In short, when faced with the question, “What do we do with all this…stuff?” or “What’s the point of all this?”, literary scholars all-too-often have little to say. It’s not that a lack of consensus exists; it’s an actual lack of answers. Increasingly, and encouragingly, one hears that a broader application of the empiricist tendency is the next horizon in literary studies. (How such an application will fit into the increasingly narrow scope of the American university is an altogether different and more vexing problem.)

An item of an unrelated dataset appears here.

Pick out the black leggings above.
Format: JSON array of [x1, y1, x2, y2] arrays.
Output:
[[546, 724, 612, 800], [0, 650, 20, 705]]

Sontag’s obsession with lists resonates more directly with the culture at large. The Onion’s spin-off site ClickHole is the apotheosis of post-Facebook Internet culture. Its genius is not for parody but for distillation. The authors at ClickHole strip the substance of clickbait – attention-grabbing headlines, taxonomic quizzes, and endless lists – to the bone of its essential logic. This logic is twofold. All effective clickbait relies on the narcissism of the reader to bait the hook and banal summaries of basic truths once the catch is secure. The structure of “8 Ways Your Life Is Like Harry Potter” would differ little from “8 Ways Your Life Isn’t Like Harry Potter.” A list, like a personality quiz, is especially effective as clickbait because it condenses a complex but recognizable reality into an index of accessible particularities. “Sontag’s lists are both summary and sprawl,” write Schmidt and Ardam, and much the same could be said of the lists endlessly churned out by Buzzfeed, which constitute both an structure of knowledge and a style of knowing to which Sontag herself made significant contributions. Her best writing offered the content of scholarly discourse in a structure and style that not only eschewed the conventions of academic prose, but encouraged reading practices in which readers actively organize, index, and codify their experience – or even their identity – vis a vis whatever the topic may be. Such is the power of lists. This power precedes Sontag, of course. But she was a master practitioner and aware of the list’s potential in the new century, when reading practices would become increasingly democratic and participatory (and accrue all the pitfalls and dangers of democracy and participation). If you don’t think Buzzfeed is aware of that, you aren’t giving them enough credit.